China main reason Africa is losing war to stop wipe-out of rhinos and elephants
A conservationist from Kenya has swapped his safari kit for a suit and tie and is out to rally support for the war against the illegal wildlife trade that is decimating rhino herds in Africa

Michael Dyer looks a little awkward in a suit and tie. And no wonder. His usual garb is a safari suit, and his natural environment is the African bush where he runs Borana, an eco-resort and wildlife sanctuary located 200km north of Kenya's capital, Nairobi.
But Dyer, 53, has put on his suit for a good cause: saving the endangered rhinoceros.
Borana has been in his family for three generations. Although originally a conventional cattle ranch, it has evolved into a wildlife conservancy with a luxury eco-lodge under his management. And since last year, when Borana and Lewa, a neighbouring family-run conservancy that is also a Unesco World Heritage site, took down the fences between their properties to create Africa's largest rhino sanctuary, Dyer has found himself at the heart of its conservation battle.
In Hong Kong earlier this month to spread the word about rhino conservation, he had a grim message. The illegal wildlife trade has decimated populations in the wild in Africa. Just as elephants are hunted for their tusks, rhinos are being killed for their horns, which are mainly used in Asian folk medicine.

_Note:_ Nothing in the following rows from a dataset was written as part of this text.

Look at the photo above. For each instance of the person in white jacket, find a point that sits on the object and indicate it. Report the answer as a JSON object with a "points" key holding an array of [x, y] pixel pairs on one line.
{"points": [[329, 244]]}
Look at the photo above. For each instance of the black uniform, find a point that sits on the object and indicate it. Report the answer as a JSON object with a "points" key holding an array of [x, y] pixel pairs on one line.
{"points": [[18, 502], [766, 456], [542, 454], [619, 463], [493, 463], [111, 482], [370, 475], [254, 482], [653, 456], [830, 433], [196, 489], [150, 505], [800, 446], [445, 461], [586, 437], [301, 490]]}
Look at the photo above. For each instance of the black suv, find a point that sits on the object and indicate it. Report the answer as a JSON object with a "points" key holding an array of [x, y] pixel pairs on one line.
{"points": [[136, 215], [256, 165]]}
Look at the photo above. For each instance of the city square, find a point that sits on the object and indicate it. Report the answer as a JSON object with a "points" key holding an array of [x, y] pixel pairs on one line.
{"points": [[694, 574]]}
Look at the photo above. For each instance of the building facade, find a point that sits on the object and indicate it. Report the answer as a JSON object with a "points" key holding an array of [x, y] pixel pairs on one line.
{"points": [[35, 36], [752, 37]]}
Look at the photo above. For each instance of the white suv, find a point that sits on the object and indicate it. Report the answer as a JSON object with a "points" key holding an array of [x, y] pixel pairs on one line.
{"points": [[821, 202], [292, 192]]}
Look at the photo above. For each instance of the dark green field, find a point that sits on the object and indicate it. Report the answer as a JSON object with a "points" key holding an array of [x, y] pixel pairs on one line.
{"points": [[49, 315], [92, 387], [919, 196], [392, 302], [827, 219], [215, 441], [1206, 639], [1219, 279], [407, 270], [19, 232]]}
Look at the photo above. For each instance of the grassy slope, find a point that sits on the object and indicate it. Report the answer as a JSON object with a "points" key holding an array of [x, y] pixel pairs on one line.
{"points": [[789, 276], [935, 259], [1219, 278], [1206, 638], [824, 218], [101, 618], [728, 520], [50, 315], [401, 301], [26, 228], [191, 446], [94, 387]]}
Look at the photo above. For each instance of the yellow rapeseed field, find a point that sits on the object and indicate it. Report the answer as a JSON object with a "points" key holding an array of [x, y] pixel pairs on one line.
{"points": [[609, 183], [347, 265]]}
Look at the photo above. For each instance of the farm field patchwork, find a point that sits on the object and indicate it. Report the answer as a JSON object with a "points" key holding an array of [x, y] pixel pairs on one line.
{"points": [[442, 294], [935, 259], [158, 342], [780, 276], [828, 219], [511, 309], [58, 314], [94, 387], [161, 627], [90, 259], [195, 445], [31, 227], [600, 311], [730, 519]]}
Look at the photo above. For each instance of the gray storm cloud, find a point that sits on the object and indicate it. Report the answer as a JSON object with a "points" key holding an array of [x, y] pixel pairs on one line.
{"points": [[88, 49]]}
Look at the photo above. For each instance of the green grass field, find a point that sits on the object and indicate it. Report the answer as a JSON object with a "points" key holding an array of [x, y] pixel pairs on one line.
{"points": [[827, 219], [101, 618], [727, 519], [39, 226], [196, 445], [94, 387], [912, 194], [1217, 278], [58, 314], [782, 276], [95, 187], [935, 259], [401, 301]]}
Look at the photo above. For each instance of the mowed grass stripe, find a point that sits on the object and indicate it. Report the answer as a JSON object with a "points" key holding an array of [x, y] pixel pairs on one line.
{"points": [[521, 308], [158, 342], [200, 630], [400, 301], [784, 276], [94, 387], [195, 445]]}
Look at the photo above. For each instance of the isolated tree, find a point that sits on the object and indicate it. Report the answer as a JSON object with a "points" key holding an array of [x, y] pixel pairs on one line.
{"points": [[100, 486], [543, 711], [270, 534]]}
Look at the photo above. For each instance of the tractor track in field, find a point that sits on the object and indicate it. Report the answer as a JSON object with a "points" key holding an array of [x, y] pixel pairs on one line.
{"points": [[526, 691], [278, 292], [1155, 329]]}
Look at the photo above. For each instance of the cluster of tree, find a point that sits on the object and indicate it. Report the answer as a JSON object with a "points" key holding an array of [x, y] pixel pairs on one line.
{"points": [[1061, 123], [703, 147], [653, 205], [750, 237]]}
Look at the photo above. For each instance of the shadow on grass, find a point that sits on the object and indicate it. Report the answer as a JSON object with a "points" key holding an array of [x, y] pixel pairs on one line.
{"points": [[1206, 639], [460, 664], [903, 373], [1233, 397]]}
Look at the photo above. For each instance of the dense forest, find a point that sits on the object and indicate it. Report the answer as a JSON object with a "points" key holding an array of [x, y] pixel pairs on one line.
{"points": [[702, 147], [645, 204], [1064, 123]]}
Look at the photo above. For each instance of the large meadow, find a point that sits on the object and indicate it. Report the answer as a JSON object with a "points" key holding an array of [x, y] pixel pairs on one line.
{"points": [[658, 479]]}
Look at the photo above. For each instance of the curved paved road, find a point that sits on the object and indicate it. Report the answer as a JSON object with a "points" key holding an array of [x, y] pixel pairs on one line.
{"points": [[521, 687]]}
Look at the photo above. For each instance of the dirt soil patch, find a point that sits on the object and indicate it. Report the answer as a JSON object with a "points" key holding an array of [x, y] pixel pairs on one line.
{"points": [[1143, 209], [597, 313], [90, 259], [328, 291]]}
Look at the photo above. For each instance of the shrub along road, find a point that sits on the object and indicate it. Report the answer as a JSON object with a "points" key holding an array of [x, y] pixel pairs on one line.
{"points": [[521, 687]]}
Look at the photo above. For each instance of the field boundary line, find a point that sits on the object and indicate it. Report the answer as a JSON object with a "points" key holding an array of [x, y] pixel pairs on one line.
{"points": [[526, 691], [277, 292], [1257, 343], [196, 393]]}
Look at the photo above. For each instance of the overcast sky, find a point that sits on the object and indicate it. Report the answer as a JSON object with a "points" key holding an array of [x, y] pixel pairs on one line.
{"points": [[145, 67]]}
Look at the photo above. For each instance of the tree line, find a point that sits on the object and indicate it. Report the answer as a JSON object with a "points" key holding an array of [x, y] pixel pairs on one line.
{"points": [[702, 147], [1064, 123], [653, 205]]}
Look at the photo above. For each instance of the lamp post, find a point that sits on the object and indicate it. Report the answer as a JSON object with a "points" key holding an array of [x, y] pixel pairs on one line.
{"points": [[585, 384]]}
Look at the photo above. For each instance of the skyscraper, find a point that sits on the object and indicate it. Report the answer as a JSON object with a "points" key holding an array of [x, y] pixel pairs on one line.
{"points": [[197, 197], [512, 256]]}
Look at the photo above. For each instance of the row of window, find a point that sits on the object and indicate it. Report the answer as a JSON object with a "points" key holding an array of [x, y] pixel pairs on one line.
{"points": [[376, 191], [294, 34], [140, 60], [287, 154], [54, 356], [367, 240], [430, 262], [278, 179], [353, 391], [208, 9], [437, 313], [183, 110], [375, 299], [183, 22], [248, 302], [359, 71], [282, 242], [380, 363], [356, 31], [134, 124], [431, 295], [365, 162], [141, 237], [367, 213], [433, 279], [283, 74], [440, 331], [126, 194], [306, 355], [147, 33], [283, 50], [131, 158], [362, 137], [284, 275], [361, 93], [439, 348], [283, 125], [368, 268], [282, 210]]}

Years of poaching have reduced the numbers of the two African species - the white rhino and the black, or hook-lipped, rhino - to just an estimated 25,000 animals, driving them to the brink of extinction. The black rhino is particularly vulnerable: in the 1970s there were 70,000 black rhinos in Africa; today there are only about 3,000.
Poaching has reached "catastrophic levels", Dyer says, and the battle to save the rhinos will be lost unless there's a huge shift in the supply and demand.
(In 2011, WWF attributed a spike in poaching in Africa and South Asia primarily to increased demand for rhino horn in traditional medicine in Vietnam, where many believe powdered horn can cure cancer. Horns are also sent to the Middle East, where they are used to make handles for ornamental daggers.)